Are LLMs better suited for PR reviews than full codebases?

2 aaa_2006 3 9/5/2025, 6:33:08 PM
Semgrep recently published an analysis of how LLMs perform at spotting vulnerabilities in code: https://semgrep.dev/blog/2025/finding-vulnerabilities-in-modern-web-apps-using-claude-code-and-openai-codex/

I’ve been thinking about this problem and wanted to share a perspective.

When evaluating LLMs for static analysis, I see four main dimensions: accuracy, coverage, context size, and cost.

On accuracy and coverage, today’s LLMs feel nowhere close to replacing dedicated SAST tools on real-world codebases.
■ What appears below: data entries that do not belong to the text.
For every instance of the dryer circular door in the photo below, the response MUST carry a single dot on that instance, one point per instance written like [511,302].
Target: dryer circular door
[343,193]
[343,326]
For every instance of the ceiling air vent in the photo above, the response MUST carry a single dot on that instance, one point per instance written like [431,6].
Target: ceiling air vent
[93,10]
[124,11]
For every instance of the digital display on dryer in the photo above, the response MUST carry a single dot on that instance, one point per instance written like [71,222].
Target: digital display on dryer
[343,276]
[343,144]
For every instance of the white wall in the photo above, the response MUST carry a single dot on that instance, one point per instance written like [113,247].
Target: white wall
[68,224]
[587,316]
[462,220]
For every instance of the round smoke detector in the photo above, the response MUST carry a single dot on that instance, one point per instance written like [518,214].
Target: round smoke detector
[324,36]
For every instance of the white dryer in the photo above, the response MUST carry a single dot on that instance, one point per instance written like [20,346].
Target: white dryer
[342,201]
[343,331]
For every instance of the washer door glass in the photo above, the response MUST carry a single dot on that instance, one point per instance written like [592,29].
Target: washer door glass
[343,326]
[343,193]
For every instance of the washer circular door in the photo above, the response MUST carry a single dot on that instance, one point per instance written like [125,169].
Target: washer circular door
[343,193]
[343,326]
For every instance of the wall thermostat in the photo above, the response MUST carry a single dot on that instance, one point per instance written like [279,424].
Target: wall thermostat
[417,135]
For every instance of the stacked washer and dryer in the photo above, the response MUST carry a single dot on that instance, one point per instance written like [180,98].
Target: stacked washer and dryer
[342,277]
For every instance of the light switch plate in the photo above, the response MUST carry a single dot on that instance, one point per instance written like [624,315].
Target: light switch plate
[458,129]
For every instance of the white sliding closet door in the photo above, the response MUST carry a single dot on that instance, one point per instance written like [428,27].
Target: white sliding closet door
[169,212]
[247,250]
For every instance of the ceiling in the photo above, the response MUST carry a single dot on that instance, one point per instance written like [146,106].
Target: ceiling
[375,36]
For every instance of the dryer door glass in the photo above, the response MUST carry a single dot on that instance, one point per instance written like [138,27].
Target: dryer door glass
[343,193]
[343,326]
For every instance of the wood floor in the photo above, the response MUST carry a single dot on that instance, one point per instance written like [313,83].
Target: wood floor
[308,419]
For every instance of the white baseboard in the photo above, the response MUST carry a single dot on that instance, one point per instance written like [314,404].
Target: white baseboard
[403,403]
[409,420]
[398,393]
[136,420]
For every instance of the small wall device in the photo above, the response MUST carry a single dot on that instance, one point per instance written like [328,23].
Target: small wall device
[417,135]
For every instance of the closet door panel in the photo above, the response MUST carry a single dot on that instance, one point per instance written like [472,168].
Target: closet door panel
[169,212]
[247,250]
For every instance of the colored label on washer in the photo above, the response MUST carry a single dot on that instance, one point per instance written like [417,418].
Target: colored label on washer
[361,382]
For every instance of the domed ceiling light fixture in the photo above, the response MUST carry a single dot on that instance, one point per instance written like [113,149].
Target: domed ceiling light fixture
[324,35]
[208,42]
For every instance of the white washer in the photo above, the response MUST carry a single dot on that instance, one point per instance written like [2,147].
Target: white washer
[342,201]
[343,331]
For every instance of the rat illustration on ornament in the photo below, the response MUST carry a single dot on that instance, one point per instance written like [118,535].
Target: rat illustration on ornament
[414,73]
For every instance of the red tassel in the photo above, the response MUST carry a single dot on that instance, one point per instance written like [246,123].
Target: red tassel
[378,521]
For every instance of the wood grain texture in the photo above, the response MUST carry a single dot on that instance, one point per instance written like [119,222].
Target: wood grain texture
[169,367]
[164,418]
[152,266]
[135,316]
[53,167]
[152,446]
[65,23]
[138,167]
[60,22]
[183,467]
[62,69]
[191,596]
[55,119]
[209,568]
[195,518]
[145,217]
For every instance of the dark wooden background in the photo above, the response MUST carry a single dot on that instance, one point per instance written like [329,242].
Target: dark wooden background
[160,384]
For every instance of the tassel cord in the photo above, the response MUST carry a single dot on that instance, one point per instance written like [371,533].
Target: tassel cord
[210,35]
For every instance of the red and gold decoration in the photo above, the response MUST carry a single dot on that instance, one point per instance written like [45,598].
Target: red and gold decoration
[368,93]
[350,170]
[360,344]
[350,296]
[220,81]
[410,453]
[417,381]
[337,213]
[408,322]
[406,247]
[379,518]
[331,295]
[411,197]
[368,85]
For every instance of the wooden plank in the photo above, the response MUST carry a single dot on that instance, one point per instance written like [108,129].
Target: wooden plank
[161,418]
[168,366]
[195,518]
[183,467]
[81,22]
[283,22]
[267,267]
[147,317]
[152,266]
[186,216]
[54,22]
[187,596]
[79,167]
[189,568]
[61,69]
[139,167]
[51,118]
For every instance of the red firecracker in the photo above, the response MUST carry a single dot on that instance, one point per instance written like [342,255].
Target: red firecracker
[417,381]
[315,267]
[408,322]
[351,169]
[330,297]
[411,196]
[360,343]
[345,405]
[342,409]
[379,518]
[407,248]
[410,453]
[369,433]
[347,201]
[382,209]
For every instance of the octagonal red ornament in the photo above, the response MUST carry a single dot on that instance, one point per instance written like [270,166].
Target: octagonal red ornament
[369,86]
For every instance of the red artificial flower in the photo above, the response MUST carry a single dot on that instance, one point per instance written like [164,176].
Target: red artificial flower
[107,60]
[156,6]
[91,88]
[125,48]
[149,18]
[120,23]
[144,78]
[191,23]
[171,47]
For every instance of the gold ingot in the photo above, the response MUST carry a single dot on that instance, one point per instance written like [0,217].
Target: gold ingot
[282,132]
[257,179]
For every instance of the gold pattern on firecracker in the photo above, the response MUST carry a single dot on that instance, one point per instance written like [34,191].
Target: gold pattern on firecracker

They do better on isolated snippets or smaller repos, but once you introduce deep dependency chains, results drop off quickly.

Context size is another bottleneck. Feeding an LLM a repo with millions of lines creates huge problems for reasoning across files, and the runtime gets impractical.

That leads to cost. Running an LLM across a massive codebase can be significantly more expensive than traditional scanners, without obvious ROI.

Where they do shine is at smaller scales — reviewing PRs, surfacing potential issues in context, or even suggesting precise fixes when the input is well-scoped. That seems like the most practical application right now. Whether providers will invest in solving the big scaling problems is still an open question.

Curious how others here think about the trade-offs between LLM-based approaches and existing SAST tools.

Comments (3)

aafanah · 18m ago
Interesting. LLMs are already shining at PR reviews even if they struggle with massive codebases right now. And they are evolving fast enough that those scaling limits might not stay limits much longer.
kogatlas · 11m ago
I'd love to see your evidence that "LLMs are already shining at PR reviews". We've used a handful of them here where I work for months now and they are rarely correct, and thus, rarely useful. Instead they tend to just summarize nonsense that wasn't even introduced in that PR, make shit up entirely, or recommend bad fixes to things that would be better solved by being removed entirely.
aafanah · 1m ago
Fair point. I think the bottom line is that it depends a lot on the context and how the prompt is framed. For PRs with small enough scope, I have seen LLMs provide decent value, mostly in surfacing potential issues or offering quick summaries. That said, the Semgrep analysis highlights that accuracy and coverage still fall short even in these narrow cases, so clearly there is still a lot of work to be done before this becomes broadly reliable.